More than 500 schools have enacted similar discipline protocols rather than face federal civil rights investigations, prompting teachers and administrators to manipulate the numbers to avoid scrutiny, said Max Eden, senior fellow at the Manhattan Institute.
“It’s not about Promise itself,” Mr. Eden said. “It’s about the culture of fear [Mr. Runcie] and his policies create that drives educators to underreport serious offenses.”
He cited “the death threats made and weapons brought to school by Nikolas Cruz, of which there appears to be no record. But hey, he made himself look great by getting the arrests way down.”
Tracy Clark, Broward County Public Schools spokeswoman, said Monday that Mr. Cruz was referred to the Promise program in November 2013 for the vandalizing of a bathroom at Westglades Middle School, although she said he apparently did not complete the three-day placement.
She also defended the district’s earlier insistence that Mr. Cruz had never been admitted to Promise, which stands for Preventing Recidivism through Opportunities, Mentoring, Interventions, Supports and Education.
“Broward County Public Schools has correctly and accurately stated that Nikolas Cruz did not participate in the Promise program, which is for nonviolent infractions, while attending Marjory Stoneman Douglas High School,” Ms. Clark said.
Mr. Runcie has often said that Mr. Cruz was not enrolled at the program while in high school but didn’t always include the qualifier, as in his interview last month with WLRN-FM in Miami.
“Let me reiterate this point,” Mr. Runcie told the station. “Nikolas Cruz, the shooter that was involved in this horrific accident at Marjory Stoneman Douglas, had no connection to the Promise program.”
Mr. Eden wasn’t impressed. “He said that Cruz was never in Promise ‘while in high school.’ And now we learn he was while in middle school. Utterly shameless,” he said.
The district, which has hired an independent firm to conduct an investigation into Mr. Cruz’s history with Broward County schools, said the information first reported Sunday by WLRN-FM was only recently unearthed.
“Our district’s and Superintendent Runcie’s previous comments were an honest effort to respond with what was believed at the time to be correct information,” Ms. Clark said. “The district has now learned new details — and that information is being shared — proof of the district’s ongoing commitment transparency.”
About 1,600 to 2,000 students participate each year in Promise, which is aimed at offering counseling and therapy to students involved in nonviolent infractions.

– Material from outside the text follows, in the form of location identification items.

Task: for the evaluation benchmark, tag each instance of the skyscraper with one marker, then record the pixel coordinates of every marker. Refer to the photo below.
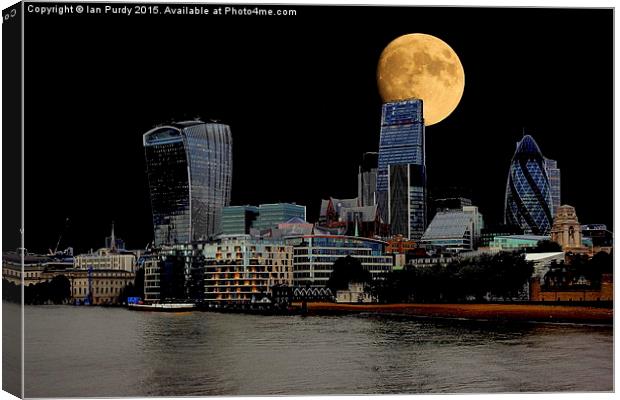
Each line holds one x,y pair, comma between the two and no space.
528,203
402,195
189,168
367,180
553,173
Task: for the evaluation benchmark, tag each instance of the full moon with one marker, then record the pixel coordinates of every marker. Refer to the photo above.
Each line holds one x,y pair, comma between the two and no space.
423,67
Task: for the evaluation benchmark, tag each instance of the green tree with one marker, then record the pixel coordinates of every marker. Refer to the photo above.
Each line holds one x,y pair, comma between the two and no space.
347,270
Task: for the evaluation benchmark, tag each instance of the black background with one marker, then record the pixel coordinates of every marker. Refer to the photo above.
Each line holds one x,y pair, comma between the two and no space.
300,95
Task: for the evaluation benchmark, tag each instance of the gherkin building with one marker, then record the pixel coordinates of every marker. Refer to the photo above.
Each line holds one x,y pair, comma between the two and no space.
528,203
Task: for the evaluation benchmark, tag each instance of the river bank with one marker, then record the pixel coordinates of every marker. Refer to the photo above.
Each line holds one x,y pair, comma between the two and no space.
498,312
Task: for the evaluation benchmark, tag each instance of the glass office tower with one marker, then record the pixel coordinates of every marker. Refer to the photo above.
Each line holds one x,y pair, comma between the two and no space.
553,173
270,215
528,202
402,144
189,168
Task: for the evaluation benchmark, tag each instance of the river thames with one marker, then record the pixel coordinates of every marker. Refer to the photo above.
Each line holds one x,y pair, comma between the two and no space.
103,352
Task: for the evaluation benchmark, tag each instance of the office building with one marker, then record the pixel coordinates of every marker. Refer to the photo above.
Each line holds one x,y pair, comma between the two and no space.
488,233
598,233
189,168
367,179
270,215
238,220
454,230
105,259
566,230
348,217
553,173
239,269
401,171
528,202
314,257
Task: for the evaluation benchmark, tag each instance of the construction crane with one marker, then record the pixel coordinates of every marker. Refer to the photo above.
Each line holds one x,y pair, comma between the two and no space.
60,237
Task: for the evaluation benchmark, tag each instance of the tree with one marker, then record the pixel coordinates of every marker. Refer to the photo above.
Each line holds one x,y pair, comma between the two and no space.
347,270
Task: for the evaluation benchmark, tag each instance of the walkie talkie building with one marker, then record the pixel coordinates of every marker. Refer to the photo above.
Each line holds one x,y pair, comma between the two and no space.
189,168
401,172
529,203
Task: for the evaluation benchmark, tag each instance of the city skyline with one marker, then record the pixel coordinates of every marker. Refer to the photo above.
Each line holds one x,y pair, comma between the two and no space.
303,109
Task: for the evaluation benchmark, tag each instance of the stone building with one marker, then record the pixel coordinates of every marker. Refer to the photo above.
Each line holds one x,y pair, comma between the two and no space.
566,230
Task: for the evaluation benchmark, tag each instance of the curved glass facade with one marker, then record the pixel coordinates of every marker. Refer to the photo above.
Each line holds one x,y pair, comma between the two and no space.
189,168
528,202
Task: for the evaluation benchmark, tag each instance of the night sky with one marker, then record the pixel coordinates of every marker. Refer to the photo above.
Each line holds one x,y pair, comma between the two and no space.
300,96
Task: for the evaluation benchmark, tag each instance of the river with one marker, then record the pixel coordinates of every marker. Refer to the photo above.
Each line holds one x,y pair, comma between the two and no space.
103,352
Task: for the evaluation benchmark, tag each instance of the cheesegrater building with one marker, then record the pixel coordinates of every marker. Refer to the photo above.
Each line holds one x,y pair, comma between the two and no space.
189,168
401,172
528,203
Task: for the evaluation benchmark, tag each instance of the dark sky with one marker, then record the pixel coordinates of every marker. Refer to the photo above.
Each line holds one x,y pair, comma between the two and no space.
300,96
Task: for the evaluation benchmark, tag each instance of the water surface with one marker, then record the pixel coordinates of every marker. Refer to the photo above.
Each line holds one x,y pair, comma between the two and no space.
91,351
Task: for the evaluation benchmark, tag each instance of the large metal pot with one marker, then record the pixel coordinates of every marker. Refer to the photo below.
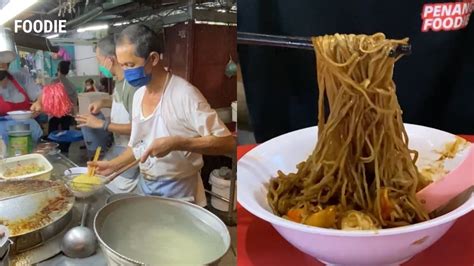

Approved by Mr. Runcie, Promise was at the forefront of a national movement that culminated in the Obama administration’s 2014 directive on school discipline, which threatened school districts with civil rights investigations unless they reduced racial disparities in school discipline.
Education Secretary Betsy DeVos is considering whether to rescind the directive in the face of mounting complaints, after holding listening sessions last month in her office with advocates on both sides of the issue.
Supporters of the directive have argued that the pressure is needed to prevent teachers and principals from discriminating in particular against black students, who are suspended at significantly higher rates than white students.
Mr. Cruz has been indicted on 17 counts of premeditated murder and 17 counts of attempted murder for each person killed in the massacre.
His attorney has offered to have him plead guilty in exchange for life without parole, but prosecutors are seeking the death penalty.